Ho! ho! ho! the foxes!
Would there were more of them,
I'd give heavy gold
For a hundred score of them
My blessing with the foxes dwell,
For that they hunt the sheep so well;
Ill fa' the sheep, a grey-faced nation
That swept our hills with desolation
Who made the bonnie green glens clear,
And acres scarce, and houses dear;
The grey-faced sheep, who worked our woe,
Where men no more may reap or sow,
And made us leave for their grey pens
Our bonnie braes and grassy glens."

MacIntyre lived when sheep-fanning on the hills was new, so late is the custom. In old times deer and foxes and free hunting made a happy ground for undisturbed men.

Now we are come among deer foresters and stalkers, men who make thousands of acres desert for the purpose of shooting. Much of this is wilderness. There is a house in that wood, and there is an inn at Inveroran, and you see some trees called a part of the Caledonian Forest, but, so far as I know, all interest here is in the wildness and the mountain and the deer.

Loudoun.—And why not? Did we leave home to see more chimneys or houses? You may travel in England through many counties and scarcely see variety of scenery perhaps some difference, not much, in building houses or working farms: here you have land, crops, and animals all different from those where we started, and it is a new world. I think it worth while to lose the sheep for the variety of the sight, even if we are not the favoured ones who possess it. Even the owner may see it little. Look at the Moor of Rannoch, a desert with danger from water, a place without a track, which a man cannot well cross in a day if he does not know the road. There is no sitting down on warm sand when you are tired, confident in the permanence of the heavens above you. You rather feel sure of a constant perfidy. You need shelter, but there is none until you come to King's house, which stands at the top of Glen Etive and Glencoe looking down each of them.

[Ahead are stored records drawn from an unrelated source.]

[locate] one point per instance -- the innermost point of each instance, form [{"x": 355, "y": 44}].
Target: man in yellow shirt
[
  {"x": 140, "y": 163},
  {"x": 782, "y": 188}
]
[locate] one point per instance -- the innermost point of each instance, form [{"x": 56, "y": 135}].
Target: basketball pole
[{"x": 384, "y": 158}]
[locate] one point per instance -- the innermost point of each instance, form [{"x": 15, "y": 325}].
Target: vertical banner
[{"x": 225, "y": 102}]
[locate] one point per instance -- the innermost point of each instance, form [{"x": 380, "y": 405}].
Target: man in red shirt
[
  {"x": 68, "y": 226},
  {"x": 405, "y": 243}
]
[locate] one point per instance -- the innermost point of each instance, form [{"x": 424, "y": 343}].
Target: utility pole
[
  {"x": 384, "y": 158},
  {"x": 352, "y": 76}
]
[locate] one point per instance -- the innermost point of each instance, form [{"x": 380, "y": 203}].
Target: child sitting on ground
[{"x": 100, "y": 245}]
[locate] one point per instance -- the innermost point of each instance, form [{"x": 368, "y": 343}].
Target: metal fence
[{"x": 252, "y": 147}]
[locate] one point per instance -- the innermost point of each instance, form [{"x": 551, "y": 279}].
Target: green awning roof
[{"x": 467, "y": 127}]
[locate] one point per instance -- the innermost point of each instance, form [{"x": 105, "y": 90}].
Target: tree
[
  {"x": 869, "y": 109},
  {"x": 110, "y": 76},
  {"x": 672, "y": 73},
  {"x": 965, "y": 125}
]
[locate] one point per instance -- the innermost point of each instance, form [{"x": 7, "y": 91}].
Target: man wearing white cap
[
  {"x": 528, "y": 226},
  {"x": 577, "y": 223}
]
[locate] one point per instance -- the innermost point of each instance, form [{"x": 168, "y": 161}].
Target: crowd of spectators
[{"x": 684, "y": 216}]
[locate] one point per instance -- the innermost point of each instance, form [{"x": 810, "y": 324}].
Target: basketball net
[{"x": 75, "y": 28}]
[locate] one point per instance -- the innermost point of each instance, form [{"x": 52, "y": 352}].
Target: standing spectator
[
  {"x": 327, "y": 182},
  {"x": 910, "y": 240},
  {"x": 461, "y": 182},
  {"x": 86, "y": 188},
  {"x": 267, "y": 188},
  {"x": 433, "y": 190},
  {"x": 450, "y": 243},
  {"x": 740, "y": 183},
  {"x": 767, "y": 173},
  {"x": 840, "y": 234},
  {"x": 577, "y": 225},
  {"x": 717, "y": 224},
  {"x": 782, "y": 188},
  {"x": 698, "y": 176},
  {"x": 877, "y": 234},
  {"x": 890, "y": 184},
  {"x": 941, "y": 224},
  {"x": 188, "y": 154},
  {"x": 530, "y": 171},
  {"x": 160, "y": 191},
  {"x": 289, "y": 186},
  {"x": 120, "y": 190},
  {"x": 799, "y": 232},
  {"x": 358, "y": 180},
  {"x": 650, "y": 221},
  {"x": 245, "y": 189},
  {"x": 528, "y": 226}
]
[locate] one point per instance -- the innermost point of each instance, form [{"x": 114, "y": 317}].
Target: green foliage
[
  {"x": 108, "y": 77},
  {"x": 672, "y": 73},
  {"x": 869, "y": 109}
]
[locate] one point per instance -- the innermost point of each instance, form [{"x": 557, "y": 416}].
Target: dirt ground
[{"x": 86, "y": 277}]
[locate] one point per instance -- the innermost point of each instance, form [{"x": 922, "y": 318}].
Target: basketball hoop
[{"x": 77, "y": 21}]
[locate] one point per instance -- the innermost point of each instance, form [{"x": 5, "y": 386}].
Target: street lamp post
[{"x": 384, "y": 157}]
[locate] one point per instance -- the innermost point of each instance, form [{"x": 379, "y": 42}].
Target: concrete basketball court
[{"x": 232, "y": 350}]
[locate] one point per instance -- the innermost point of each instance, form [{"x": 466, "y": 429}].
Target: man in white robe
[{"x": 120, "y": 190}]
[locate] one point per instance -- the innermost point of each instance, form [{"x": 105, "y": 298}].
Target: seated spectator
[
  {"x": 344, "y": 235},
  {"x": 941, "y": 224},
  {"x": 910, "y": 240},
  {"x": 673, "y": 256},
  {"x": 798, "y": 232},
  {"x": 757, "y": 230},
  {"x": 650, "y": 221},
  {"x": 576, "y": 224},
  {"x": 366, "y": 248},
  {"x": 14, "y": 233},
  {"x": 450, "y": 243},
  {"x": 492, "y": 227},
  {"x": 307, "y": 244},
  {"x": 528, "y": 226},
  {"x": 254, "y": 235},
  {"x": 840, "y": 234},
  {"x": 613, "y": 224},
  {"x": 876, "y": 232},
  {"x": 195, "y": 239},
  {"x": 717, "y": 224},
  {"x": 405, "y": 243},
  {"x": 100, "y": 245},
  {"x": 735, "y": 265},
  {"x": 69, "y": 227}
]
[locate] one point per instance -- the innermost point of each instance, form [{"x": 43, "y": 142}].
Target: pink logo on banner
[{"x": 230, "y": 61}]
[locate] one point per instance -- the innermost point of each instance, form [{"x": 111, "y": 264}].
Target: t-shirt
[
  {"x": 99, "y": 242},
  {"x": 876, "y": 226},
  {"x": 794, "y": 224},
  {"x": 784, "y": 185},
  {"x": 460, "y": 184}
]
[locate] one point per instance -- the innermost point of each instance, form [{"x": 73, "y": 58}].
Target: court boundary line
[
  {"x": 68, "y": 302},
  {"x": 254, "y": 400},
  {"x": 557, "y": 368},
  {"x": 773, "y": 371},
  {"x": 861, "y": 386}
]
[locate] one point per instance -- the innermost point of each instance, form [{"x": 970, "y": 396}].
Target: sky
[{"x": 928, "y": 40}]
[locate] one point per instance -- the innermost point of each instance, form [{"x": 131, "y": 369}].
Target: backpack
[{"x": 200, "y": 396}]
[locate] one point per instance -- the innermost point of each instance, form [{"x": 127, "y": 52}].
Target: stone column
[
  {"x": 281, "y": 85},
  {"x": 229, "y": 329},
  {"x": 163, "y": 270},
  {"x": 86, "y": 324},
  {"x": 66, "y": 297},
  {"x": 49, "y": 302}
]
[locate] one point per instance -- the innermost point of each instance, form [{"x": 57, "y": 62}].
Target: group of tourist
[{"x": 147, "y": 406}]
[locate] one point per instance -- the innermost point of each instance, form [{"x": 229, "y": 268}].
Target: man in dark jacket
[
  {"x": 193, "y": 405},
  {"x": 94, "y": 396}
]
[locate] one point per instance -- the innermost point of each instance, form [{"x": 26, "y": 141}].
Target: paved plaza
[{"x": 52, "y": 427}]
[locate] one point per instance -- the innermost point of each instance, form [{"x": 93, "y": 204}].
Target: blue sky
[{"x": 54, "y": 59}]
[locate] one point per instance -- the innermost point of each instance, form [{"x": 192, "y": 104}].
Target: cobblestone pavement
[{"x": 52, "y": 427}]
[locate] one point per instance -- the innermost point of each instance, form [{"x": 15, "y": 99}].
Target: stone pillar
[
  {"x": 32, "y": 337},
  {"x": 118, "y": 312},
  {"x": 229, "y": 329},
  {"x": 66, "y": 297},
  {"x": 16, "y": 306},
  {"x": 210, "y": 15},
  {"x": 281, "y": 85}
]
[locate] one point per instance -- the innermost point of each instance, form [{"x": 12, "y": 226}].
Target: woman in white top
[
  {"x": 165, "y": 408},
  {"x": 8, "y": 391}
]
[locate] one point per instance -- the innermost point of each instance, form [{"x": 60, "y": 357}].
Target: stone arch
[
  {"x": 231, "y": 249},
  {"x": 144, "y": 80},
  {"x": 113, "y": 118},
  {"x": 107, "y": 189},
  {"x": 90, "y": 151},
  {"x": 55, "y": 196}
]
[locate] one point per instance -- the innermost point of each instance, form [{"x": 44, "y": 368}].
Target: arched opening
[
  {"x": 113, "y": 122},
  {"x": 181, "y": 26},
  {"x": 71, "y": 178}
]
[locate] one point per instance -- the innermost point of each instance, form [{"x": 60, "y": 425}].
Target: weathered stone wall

Cameron.—Nowadays we have some chance of being fed and lodged; that is, one may rely on the people if the house is not too full.

I took care, by writing; otherwise we might have been obliged to drive down to Glencoe and so lose our object. Still we shall go down, a little after dinner and some rest.

O'Keefe.—What a wild run to the top of Glencoe ; at this precipice we may stand and look down. It is a beautiful defence against outside men. These walls are magnificent, and were it not for this road I could hold it with one to a hundred. Down there men might live in peace so long as there were sheep to eat.

Sheena.—I shudder at that awful hill ; black caves on the front looking over precipices, and wild clouds covering summits making the passes above as dark as night. What is the name of it?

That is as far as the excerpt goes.